Я устал. С работы. С рынка. В своих мыслях, делах… Я вот чему тогда удивился… не совсем тогда, а несколько позже я это сформулировал, а тогда меня поразило неосознанно, не мыслью, а кожей поразился: откуда у этого человека сила всем этим заниматься? Я едва ноги волочу, просто хожу в ателье на работу, да и работа у меня не физическая и чистая, никто не торопит, делаю столько, сколько в силах сделать: herr Tidelmann любит меня как родного — платит хорошо, да и француз приплачивает… Тут у меня и картины пошли, заметки в газеты берут — спасибо Ристимяги, он перевел три мои статьи о русском авангарде и Ходасевиче на эстонский, благодаря чему я известность приобрел в эстонской среде, теперь могу говорить kunstnik Boriss Rebrov. Не так много дел и свершений, а ноги еле идут, еле ношу себя, хотя идти-то тут: два шага в любом направлении… Ни на что сил и времени не хватает! А этот — кожа да кости, один глаз, туберкулез, столярка, типография по ночам, весь день мастерит, иконы красит, какие-то ящики тягает и успевает на собраниях голосить, агитировать, бегать с газетами по подписчикам, всеми управлять, и письма-отчеты брату пишет, и в Харбин статьи шлет! Откуда силы в этом человечке? Стоит, ссутулившись, чахлый, изможденный, но видно, что крепко стоит, не сдвинешь, желваками играет, впился в меня своим глазом (один за два сверлит). Мне провалиться захотелось. Сумка у меня тяжелая — не для себя одного покупал, еле тяну, — и эта сумка мне предательски с укором шепчет: сла-абый ты у меня…
Иван руки за спиной держит и требует:
— Дайте поговорить с людьми!
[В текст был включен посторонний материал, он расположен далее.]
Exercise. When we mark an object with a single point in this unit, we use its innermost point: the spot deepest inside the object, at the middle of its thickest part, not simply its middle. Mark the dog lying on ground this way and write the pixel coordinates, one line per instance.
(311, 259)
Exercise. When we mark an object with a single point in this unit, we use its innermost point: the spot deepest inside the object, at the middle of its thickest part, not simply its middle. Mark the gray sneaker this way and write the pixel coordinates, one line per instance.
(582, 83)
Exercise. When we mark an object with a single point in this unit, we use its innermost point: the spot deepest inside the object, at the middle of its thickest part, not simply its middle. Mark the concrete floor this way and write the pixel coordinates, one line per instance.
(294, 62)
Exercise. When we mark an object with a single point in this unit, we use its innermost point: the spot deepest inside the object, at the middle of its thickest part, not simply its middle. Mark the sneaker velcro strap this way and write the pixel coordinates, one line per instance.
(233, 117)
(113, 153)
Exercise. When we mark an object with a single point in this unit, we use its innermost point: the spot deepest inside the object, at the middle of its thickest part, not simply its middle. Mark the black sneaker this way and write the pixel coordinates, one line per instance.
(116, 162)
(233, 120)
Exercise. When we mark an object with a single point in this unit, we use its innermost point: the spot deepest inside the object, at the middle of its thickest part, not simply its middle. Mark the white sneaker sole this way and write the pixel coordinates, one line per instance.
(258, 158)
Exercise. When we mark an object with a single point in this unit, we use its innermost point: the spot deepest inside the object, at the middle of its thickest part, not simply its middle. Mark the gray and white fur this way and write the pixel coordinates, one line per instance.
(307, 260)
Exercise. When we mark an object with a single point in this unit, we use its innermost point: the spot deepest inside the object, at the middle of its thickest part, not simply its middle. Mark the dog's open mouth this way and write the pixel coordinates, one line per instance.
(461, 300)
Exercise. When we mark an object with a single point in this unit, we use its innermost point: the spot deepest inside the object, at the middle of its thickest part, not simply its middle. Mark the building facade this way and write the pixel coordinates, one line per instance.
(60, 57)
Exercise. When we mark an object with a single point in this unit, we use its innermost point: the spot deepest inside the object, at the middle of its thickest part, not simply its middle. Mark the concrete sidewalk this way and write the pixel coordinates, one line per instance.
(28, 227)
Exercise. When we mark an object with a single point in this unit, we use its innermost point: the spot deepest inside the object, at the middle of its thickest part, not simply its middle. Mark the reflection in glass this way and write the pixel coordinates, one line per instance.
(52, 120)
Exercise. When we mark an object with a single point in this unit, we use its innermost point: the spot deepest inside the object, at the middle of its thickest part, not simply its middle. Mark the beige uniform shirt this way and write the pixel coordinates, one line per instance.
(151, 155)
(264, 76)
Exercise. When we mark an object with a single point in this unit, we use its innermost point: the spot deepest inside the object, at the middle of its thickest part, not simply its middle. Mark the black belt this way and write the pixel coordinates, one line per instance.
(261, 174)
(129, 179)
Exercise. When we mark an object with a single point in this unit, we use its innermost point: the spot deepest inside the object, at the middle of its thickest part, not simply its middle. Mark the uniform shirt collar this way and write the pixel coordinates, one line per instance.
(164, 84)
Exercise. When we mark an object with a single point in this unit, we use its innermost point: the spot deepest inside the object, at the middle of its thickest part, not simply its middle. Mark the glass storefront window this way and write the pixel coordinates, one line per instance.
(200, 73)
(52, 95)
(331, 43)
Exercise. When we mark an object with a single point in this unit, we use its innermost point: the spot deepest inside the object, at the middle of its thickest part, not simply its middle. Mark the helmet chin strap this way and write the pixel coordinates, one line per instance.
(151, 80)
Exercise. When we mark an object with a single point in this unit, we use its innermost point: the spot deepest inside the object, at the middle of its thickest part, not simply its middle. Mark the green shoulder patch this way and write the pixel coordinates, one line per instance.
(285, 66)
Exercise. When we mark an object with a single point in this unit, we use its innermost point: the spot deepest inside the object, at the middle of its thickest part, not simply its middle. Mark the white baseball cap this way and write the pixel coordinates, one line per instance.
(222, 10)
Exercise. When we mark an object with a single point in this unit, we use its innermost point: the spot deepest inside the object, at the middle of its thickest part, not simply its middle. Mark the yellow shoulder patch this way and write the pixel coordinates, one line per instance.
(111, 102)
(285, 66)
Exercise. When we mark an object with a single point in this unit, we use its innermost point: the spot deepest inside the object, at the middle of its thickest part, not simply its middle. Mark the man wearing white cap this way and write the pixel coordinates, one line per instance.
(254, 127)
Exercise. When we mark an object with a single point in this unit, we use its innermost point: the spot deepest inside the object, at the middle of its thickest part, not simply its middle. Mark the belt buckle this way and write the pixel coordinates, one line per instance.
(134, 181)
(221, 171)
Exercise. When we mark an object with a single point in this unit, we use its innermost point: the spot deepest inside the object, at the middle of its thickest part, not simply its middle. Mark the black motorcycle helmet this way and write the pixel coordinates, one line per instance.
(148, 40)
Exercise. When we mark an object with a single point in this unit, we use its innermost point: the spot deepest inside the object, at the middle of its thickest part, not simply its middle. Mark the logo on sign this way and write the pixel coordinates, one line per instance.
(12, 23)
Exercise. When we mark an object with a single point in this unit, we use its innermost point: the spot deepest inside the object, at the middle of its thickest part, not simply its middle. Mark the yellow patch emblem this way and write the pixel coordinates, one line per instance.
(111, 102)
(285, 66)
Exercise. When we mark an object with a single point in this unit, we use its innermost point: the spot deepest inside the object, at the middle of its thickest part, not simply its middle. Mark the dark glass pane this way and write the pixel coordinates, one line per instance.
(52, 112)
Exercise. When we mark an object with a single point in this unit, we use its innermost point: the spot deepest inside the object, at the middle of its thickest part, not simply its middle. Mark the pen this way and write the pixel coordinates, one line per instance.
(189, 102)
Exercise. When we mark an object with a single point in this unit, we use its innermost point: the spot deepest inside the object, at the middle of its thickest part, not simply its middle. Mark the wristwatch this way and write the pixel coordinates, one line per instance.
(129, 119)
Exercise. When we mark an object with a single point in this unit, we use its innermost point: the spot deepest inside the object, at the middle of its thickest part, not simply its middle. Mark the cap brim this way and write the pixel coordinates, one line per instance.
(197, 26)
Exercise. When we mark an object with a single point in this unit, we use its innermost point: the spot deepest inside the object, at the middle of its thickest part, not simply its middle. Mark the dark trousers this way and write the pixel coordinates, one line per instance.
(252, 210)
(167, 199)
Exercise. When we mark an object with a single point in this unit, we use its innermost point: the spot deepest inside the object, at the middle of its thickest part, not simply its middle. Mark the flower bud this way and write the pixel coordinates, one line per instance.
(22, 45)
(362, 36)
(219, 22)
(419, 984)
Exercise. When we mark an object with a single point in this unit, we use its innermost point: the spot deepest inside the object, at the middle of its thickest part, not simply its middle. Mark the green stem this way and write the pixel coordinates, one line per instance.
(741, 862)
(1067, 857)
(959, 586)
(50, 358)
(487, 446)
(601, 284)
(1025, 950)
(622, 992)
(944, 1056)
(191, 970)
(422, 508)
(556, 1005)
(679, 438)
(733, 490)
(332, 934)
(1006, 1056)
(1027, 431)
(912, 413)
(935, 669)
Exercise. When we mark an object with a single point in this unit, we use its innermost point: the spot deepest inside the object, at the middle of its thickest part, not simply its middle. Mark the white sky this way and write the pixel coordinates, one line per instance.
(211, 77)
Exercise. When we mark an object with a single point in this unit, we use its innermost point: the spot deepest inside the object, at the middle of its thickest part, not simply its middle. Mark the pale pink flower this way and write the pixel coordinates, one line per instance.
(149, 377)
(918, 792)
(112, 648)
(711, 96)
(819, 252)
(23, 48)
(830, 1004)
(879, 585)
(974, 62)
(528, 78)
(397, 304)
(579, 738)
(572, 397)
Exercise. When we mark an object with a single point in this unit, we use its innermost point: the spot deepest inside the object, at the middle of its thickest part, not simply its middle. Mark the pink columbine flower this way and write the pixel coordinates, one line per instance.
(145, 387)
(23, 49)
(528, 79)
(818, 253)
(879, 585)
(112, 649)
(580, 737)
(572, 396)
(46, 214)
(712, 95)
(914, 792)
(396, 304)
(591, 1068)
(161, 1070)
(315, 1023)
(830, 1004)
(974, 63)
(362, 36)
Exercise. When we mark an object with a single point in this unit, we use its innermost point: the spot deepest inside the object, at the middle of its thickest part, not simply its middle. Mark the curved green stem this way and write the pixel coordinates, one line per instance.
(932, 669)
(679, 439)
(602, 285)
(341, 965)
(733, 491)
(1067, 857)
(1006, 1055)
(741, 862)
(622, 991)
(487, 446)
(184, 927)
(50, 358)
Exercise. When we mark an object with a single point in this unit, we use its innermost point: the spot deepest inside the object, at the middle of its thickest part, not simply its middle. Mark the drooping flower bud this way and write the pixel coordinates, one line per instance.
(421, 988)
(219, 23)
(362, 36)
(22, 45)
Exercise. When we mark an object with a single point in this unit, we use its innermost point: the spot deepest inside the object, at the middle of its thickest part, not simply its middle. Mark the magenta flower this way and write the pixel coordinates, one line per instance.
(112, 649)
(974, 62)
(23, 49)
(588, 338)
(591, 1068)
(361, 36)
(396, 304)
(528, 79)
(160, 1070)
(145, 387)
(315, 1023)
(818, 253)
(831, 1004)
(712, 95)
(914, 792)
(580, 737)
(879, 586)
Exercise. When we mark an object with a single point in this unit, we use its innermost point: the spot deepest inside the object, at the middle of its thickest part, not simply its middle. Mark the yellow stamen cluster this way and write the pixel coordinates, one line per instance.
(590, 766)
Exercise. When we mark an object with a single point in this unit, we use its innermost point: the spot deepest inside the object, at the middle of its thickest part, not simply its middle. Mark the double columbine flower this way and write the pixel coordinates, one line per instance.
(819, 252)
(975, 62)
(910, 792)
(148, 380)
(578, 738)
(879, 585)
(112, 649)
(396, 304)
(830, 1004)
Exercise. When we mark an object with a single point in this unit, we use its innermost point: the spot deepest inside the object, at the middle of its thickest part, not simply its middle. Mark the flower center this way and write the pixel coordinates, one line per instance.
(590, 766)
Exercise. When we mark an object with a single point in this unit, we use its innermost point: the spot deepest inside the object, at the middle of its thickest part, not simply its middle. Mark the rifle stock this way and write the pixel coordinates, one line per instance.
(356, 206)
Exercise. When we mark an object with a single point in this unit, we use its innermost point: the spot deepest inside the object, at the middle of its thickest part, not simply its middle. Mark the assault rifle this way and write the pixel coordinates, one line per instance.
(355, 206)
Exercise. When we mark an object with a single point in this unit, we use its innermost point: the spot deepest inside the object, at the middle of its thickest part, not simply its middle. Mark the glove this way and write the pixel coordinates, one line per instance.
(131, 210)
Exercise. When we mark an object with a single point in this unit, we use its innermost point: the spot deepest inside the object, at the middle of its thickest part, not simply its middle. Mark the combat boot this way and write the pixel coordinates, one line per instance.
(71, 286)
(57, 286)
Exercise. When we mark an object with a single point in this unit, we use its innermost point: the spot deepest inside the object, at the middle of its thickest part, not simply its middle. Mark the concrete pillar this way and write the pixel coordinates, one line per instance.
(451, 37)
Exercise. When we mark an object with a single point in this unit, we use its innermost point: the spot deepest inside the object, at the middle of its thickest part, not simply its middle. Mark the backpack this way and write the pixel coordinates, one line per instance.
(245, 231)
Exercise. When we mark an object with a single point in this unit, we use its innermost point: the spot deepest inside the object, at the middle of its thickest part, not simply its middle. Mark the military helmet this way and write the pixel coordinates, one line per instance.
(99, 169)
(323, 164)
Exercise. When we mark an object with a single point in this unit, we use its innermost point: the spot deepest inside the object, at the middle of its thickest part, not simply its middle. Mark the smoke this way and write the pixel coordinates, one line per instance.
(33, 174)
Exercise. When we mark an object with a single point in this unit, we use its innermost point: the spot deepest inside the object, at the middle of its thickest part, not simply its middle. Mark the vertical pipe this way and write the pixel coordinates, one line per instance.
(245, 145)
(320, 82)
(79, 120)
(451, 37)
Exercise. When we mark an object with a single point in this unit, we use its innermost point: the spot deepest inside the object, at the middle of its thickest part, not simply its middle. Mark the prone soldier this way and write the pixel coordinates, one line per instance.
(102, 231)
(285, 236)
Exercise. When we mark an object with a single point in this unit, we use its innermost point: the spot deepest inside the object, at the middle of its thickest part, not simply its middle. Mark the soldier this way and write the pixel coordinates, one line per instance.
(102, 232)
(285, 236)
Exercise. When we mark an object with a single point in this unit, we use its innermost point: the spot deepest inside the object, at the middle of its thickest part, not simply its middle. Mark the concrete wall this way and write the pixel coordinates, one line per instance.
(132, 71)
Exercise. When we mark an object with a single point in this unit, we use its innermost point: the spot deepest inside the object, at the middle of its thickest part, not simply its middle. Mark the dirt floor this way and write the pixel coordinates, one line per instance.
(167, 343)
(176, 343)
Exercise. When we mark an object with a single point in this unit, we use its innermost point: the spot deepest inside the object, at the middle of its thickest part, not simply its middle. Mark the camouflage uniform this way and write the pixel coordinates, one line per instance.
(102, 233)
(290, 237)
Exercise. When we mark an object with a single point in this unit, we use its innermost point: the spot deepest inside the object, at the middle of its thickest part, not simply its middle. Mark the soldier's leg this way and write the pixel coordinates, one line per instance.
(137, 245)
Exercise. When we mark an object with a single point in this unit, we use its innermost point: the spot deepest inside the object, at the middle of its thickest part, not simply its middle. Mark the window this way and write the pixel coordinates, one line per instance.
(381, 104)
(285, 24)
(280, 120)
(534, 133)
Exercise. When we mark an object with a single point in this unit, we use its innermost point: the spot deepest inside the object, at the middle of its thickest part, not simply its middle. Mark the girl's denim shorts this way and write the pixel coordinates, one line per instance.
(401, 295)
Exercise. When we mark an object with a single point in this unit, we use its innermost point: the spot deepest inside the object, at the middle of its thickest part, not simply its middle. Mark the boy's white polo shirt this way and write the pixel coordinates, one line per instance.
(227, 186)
С теми самыми!
Я пригласил к себе.
— Зайдемте, чаю попьем, приглашаю.
Он ни в какую.
— Некогда. Дела!
Я махнул рукой.
— Ну, как знаете! — Мало руки не подает, так и войти не хочет. — Тогда не говорите потом, что не приглашали. Ждите здесь. Сейчас спущусь, отведу, так и быть.
Сам к ним собирался. Заела тоска! Дела… Борьба… Мышиная возня… Кокаину щепотку, и на всех вас плевать! Отвел его к Солодову с Тополевым. Иван не церемонясь с порога заявил:
— Я знаю, чем вы занимаетесь, господа, и мне необходимы ваши услуги!
Тополев блеснул на меня глазами, чуть не прожег дыры на моей шкуре. Я схватился за грудь, хотел объяснить, но не успел и слова сказать, как Тополев распахнул дверь в другую комнату и предложил решительным жестом мне туда пройти:
— На два слова, маэстро.
Взглядом поднял на ноги Солодова, тот с кряхтеньем вскочил, предложил стул Ивану, что-то еще спросил, то есть «занимать гостя» начал; я вышел. Тополев подошел вплотную, припер к шкафу:
— Что это за чучело, молодой человек? Что это за чучело, и что оно тут делает? И откуда это чучело знает, чем мы занимаемся? А?
Я заверил его, что это совершенно свой человек и что он ничего не знает, это он так выразился. Выскользнул и полез в карман показать ему листовки. Сейчас все объясню, сейчас поймет и благодарить будет.